The US military has been showing off its latest toy, a device that uses microwaves to make the enemy feel that they are on fire.
Dubbed the Active Denial System, the weapon sends out a blast of microwaves which heats up the skin's surface to 130 degrees Fahrenheit, but only penetrates to a depth of 1/64th of an inch.
In the demonstration 10 journalists received a blast from the device, which is designed to be used in crowd control.
"Non-lethal weapons are important for the escalation of force, especially in the environments our forces are operating in."
The test was carried out from a range of 500 yards and the participants said that the sensation was so strong they felt that their clothing was about to combust.
The system is not expected to be in wide use until 2010 but all sections of the military, and some civilian law enforcement bodies, have expressed an interest.
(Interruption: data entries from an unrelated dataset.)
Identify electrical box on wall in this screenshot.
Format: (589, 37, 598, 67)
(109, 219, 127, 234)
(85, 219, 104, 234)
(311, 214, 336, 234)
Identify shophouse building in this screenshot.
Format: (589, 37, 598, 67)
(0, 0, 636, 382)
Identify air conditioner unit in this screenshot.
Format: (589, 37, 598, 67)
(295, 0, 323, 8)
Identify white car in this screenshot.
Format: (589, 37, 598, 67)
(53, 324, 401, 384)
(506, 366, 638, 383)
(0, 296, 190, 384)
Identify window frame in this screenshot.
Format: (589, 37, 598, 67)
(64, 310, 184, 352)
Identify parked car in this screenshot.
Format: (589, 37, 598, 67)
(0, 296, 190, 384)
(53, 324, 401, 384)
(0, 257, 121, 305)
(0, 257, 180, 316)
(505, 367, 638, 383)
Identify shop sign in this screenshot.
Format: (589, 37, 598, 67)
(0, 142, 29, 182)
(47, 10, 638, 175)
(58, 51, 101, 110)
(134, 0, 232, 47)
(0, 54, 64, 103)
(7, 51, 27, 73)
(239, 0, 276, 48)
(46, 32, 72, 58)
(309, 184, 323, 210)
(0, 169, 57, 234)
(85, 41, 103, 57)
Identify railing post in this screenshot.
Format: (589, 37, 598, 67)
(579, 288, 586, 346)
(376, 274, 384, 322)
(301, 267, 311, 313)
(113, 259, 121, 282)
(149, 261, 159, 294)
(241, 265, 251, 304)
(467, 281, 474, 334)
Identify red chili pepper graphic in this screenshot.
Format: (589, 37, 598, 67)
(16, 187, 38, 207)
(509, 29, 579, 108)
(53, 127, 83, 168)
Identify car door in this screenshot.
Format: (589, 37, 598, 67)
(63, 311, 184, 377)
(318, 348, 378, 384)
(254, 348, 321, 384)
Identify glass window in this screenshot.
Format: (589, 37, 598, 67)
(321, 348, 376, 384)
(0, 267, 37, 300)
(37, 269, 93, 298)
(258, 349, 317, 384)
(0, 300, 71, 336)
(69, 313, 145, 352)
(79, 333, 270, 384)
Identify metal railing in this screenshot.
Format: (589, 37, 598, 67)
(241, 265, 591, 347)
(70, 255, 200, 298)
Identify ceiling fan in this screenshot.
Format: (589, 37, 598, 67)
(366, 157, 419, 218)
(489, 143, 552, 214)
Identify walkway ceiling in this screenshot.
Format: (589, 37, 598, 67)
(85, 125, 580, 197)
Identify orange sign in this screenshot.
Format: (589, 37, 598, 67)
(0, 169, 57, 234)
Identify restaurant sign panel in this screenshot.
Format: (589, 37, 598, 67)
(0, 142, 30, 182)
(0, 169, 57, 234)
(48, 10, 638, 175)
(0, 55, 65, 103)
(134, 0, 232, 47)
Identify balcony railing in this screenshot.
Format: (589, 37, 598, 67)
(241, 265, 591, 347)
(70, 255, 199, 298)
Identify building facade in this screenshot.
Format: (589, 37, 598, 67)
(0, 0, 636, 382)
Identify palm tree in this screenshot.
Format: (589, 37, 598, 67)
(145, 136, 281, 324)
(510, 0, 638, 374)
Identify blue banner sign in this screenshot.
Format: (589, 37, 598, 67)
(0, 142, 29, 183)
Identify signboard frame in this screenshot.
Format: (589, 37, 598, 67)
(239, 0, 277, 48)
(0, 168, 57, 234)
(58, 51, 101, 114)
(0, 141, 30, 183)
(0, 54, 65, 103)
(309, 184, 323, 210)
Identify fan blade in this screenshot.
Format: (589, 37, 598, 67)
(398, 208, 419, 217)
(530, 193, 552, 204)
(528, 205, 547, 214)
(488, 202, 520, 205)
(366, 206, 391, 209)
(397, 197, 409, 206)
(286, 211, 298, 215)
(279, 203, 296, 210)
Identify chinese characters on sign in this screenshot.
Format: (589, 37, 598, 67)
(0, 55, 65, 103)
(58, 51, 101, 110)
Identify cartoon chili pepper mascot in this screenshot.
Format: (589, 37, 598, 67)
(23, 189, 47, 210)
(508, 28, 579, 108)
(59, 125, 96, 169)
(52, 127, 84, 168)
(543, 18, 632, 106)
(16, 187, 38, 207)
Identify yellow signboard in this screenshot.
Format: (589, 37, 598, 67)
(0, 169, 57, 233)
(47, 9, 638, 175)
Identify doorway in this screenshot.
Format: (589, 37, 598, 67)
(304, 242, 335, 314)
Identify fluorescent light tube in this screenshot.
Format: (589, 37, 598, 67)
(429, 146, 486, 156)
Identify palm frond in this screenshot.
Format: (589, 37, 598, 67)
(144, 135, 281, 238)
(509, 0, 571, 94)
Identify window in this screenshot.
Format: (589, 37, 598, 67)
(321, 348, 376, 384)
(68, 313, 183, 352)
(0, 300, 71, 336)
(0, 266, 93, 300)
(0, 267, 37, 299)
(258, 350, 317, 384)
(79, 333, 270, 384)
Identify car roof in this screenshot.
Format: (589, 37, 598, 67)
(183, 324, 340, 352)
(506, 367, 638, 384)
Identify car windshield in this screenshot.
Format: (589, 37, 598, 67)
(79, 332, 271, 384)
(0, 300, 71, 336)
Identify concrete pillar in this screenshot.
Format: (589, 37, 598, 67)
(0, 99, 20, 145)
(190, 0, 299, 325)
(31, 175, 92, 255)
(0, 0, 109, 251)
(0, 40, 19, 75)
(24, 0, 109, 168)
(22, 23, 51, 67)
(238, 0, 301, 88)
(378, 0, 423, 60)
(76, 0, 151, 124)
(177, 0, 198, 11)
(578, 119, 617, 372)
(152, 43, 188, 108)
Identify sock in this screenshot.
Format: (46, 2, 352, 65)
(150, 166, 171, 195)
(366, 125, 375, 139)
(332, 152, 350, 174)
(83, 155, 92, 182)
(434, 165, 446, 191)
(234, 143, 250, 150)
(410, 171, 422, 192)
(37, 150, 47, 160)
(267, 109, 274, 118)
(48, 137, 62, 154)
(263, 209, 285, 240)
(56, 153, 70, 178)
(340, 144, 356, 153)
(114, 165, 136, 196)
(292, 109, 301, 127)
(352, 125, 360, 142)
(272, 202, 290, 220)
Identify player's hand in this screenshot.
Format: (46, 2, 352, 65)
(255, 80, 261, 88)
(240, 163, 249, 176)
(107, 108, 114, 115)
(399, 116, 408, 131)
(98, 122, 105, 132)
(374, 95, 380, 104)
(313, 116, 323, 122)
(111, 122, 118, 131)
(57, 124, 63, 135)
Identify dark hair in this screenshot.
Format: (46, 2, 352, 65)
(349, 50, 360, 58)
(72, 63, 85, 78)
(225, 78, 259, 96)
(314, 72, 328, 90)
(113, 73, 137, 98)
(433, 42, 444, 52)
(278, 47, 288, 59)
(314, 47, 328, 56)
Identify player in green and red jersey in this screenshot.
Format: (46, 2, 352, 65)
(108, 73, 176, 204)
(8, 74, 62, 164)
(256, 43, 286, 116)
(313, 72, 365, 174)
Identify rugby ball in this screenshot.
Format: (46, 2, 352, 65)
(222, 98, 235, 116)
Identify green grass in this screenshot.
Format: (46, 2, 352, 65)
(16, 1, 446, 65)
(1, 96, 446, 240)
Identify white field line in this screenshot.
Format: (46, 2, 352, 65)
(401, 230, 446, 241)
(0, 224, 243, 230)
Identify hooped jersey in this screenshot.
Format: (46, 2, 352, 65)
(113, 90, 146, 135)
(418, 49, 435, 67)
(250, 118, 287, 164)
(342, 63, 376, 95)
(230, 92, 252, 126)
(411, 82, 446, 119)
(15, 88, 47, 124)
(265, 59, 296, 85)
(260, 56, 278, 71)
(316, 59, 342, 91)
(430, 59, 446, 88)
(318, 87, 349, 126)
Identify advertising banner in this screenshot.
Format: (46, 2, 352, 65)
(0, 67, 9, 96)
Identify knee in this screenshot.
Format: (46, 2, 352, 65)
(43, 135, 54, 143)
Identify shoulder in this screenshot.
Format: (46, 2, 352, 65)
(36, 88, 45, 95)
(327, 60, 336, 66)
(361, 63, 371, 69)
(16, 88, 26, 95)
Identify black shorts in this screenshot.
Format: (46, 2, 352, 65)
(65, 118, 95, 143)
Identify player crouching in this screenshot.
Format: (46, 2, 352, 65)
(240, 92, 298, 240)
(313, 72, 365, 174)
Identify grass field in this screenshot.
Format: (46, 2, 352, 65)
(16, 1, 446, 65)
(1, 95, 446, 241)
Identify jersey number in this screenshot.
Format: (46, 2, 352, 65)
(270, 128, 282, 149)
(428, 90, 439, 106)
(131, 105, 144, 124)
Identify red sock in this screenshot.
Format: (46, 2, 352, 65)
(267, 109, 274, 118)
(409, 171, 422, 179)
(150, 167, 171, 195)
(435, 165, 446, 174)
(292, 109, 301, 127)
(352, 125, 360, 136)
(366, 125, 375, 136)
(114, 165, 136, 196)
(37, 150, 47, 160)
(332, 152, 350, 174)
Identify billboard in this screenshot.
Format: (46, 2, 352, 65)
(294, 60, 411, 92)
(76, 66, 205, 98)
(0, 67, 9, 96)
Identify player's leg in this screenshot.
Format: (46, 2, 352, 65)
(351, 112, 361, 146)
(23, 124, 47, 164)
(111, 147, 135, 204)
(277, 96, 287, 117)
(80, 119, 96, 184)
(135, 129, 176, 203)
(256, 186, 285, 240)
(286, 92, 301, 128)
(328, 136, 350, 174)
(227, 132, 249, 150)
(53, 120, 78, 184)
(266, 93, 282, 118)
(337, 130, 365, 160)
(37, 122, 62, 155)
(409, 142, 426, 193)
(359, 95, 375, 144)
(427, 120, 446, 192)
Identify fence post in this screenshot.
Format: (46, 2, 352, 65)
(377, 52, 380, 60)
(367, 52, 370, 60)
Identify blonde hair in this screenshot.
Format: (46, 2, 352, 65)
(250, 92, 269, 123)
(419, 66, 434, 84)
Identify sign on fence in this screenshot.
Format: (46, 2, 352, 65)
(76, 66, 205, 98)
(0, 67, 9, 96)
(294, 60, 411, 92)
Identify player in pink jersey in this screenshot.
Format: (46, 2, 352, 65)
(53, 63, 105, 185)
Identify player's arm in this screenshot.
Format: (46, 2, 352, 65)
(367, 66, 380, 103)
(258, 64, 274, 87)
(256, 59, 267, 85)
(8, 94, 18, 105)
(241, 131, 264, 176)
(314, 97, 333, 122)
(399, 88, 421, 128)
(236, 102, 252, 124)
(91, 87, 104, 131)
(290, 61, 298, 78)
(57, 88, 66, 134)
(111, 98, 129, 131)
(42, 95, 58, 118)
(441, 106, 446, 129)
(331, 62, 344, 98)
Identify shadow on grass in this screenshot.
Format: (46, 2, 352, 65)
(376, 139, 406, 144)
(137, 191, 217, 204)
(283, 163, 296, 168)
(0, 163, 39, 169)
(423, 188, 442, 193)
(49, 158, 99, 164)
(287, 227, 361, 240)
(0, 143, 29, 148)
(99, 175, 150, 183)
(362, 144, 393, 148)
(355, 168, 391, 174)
Airman Blaine Pernell, 22, of suburban New Orleans, said during the test that he could have used the system during his four tours in Iraq, where he manned watchtowers around a base near Kirkuk.
He said that Iraqis constantly pulled up and faked car problems so that they could scout out US forces.
"All we could do was watch them," he said, adding that the ray gun would have allowed the troops to disperse the Iraqis.
However, a 2004 Nato report on non-lethal weapons warned that "excessive power levels [in the device] can have serious consequences for human targets".
The power level used with the Active Denial System is not public knowledge and neither is the safety margin, i.e. the difference in exposure time between being effective in 'repelling' people and causing permanent damage to skin or eyes.
The safety margin is thought to be in the realm of seconds, meaning that exposure to the beam has to be short to avoid adverse effects.
It is stated in one of the experimental protocols that the level of exposure to the radiation emitted by the Active Denial System may be as much as 20 times more than the limit set in the relevant US Air Force Occupational Safety and Health Standard.